毎日新聞で昨年連載されていた作品らしいです。
前作の「ブラックオアホワイト」も以前に読みましたが、やはり浅田次郎氏の本は面白い。
話は主人公である竹脇正一が定年の送別会の帰り道、地下鉄の車内で意識を失い、病院に運ばれ集中治療室に入っているところから始まります。
そこにお見舞いにくる人たちと主人公の関係性が極めて普通なところが、それと対極にある主人公の幾つかの旅(本人は集中治療室で寝ているので意識の中での旅)を際立たせる。

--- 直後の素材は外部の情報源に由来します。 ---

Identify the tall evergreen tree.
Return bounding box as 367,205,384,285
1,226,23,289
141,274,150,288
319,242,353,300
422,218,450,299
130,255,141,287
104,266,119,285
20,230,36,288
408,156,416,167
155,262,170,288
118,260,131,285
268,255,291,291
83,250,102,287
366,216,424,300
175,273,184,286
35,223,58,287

タイトルである「おもかげ」。最後にそういうことだったのかと何度も何度も思った。
最後の10ページくらい「そうか、そうか」と涙がポロポロポロポロ落ちました。
普通の家庭に生まれ、普通に両親に育ててもらった私みたいな人間には到底わからない赤ちゃんの時のその忘れたはずの一片の記憶。
読み終えた時の一番率直な感想は「こんな文章が書けたらいいなぁ」でした。
あたりまえかもわかりませんが「こんな本、書けないな」と本当に思いましたし、才能が羨ましいなぁと感じました。欲しいくらい、それくらい良かった。
これも感じた。ありがとうという言葉を我々はそう思って普段から発しているが、孤児院育ちの主人公は「ありがとうと言わなけば生きていけなかった」と書いていた。
想像するにそうであると思いますし、それを言う当事者を眺め、満足感を感じる自分という人間がいると感じました。
そのひと言は確かに当事者に私もなれば、生きていくためにありがとうを連呼したであろうし、それを言わなくても生きていける立場になれば、その言葉が苦手になるだろうとも思いました。
素晴らしい一冊でしたし、やはり浅田次郎氏の本は特に好きだと思いました。
「おもかげ」そういう意味だったのかぁとしみじみ感じました。